Скачущие ковбои, конечно, подчинены цели – преследованию, но она легко теряется в увлекательном ритме лошадей и наездников. Действие освобождается от мысли, и освобождение гармонически сливается с оркестром.
Музыка еще до сих пор мало осмыслена как органическая принадлежность экрана. До сих пор мелодия подбирается по грубому (по случайности) созвучию, а не пишется для картины. Но случаи удачного подбора, правда не очень частые, показывают, какую эмоциональную насыщенность придает картине соответствующая действию мелодия.
Что самое важное – оркестр в таких случаях не воспринимается обособленно – он исчезает в общем единстве, чтобы еще стремительнее (потому что незаметнее) приподнять общий эмоциональный тон.

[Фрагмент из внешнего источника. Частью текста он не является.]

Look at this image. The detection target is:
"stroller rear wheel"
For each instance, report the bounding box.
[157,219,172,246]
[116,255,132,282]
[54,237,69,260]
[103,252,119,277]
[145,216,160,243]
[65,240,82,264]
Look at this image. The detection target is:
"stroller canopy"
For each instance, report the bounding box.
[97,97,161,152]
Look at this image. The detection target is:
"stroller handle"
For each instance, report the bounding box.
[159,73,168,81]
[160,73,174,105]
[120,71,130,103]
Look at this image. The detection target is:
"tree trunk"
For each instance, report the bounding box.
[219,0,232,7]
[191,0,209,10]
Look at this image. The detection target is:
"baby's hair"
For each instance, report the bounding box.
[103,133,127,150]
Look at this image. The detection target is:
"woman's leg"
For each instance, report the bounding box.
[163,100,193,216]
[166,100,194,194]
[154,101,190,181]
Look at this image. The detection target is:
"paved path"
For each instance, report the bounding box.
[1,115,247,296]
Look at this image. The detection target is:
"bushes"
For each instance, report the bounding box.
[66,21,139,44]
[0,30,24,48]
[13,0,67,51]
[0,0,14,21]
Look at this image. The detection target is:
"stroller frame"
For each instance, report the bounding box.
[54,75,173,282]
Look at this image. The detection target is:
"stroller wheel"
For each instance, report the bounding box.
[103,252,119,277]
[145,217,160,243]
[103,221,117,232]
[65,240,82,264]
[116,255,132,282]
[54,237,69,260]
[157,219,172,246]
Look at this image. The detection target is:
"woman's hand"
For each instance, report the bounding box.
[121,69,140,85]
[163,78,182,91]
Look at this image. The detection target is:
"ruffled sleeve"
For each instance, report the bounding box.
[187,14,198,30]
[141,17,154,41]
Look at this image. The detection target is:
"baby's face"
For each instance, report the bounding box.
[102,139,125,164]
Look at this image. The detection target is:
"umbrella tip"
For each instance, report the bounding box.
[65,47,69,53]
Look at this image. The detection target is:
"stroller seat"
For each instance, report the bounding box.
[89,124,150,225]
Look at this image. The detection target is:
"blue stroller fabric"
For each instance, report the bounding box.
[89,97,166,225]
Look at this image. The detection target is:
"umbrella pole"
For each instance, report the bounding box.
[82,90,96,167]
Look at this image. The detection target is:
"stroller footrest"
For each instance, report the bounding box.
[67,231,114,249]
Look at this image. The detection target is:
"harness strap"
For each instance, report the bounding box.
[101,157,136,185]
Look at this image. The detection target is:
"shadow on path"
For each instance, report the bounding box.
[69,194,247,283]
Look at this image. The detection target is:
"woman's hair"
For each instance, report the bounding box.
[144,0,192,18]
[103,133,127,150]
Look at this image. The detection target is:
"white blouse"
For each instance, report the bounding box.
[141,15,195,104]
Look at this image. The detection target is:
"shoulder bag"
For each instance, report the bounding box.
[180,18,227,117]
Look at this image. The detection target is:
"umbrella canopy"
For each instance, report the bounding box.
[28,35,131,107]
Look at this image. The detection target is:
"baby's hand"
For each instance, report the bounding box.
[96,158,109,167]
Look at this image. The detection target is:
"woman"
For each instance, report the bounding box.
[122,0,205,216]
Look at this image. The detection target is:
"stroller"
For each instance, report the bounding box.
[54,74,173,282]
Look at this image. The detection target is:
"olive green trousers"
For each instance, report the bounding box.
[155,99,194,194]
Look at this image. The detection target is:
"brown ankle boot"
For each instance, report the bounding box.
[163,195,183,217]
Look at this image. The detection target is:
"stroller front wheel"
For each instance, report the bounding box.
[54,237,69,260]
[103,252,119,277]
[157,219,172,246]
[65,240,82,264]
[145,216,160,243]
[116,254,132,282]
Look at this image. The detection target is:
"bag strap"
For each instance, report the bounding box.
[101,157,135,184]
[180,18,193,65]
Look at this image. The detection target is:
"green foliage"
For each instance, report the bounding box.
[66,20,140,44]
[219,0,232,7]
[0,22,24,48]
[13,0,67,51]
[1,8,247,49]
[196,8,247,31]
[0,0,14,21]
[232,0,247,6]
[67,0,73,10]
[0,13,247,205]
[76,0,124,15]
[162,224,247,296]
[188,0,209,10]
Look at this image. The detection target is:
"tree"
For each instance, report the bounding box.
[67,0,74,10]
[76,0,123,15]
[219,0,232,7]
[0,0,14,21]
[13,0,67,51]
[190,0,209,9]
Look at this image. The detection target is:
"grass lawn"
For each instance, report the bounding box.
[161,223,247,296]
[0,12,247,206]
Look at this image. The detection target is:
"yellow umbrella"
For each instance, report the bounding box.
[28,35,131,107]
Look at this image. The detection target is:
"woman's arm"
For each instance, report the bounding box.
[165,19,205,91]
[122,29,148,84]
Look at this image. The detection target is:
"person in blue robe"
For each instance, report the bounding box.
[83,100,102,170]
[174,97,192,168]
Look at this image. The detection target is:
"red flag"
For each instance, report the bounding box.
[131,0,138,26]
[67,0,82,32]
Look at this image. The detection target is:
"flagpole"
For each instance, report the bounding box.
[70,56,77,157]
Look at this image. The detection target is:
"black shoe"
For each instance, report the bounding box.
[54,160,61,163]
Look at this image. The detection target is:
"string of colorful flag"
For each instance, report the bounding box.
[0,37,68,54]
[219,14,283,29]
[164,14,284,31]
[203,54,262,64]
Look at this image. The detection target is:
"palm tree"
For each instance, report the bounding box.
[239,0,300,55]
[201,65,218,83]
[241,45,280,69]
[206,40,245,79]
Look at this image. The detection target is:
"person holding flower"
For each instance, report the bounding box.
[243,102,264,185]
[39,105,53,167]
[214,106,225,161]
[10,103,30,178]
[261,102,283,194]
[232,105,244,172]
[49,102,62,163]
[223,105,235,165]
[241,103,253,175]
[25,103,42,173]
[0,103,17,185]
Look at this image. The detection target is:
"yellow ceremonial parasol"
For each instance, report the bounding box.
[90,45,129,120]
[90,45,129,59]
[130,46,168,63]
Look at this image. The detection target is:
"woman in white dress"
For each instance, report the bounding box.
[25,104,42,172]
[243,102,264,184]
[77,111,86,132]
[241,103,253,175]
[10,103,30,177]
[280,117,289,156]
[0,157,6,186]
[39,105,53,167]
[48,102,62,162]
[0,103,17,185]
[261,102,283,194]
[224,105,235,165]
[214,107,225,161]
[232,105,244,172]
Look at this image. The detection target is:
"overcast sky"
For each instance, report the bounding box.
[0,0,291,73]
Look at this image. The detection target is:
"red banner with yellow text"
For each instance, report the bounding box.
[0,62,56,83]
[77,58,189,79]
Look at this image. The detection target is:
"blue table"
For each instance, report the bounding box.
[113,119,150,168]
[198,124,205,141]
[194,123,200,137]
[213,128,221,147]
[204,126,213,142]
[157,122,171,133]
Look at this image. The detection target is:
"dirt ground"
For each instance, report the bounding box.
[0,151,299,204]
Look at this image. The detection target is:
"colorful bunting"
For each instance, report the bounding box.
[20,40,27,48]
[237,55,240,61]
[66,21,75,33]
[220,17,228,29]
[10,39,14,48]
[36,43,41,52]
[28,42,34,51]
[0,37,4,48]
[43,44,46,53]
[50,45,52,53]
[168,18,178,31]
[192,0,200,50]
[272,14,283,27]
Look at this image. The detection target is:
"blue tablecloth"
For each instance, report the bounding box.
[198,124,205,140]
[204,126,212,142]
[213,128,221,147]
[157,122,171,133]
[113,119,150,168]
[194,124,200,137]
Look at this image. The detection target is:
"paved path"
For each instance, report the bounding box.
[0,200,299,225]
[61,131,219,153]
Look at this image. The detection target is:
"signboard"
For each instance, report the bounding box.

Кроме чисто эстетических «данных», кинематографу свойственны и другие – исторические, экономические и (даже) социально-политические.
Дитя своего века, экран научился вместе с человеком преодолевать пространство и время – его действие не связано с определенным местом каждого акта и не обусловлено нормальным счетом времени.
Годы сжимаются в пять минут (действия), а минуты становятся вечностью.
Такая освобожденность от повелительных моментов театра дает возможность экрану находить великое и смешное везде, где витает дух человеческий, – в гондоле аэроплана, под колесами экспресса, на крыше небоскреба – древнее правило «трех единств» окончательно преодолевается только на экране.
Это во-первых.
Стоимость постановок для экрана гораздо легче и скорее, чем, например, в театре, раскладывается на зрителей, что дает возможность грандиозных, недоступных рампе заданий.
Пьеса пишется и ставится только один раз, декорации устанавливаются только один раз – совершенно устраняется непроизводительная трата сил на перевод (переписку) текста, повторную установку (ремонт, возобновление) декорации. Абсолютно устраняется непроизводительное время антрактов.
Раз бывший, жест, рисунок, слово – фиксируются на ленте, музыка занесена на ноты – спектакль экрана может быть повторен в любое время с огромной точностью.
Идеальная экономия и бережливость в расходовании человеческой энергии (таланта).
Это во-вторых.
Говорящий одновременно на всех языках земли, способный одновременно показывать и знойный юг, и ледяной север – экран гораздо вернее и действительнее всех интернационалов способен превратить землю в единое отечество. Для подлинного (массового) ощущения земли, любви на земле, радования землей он делает больше, чем все науки о земле.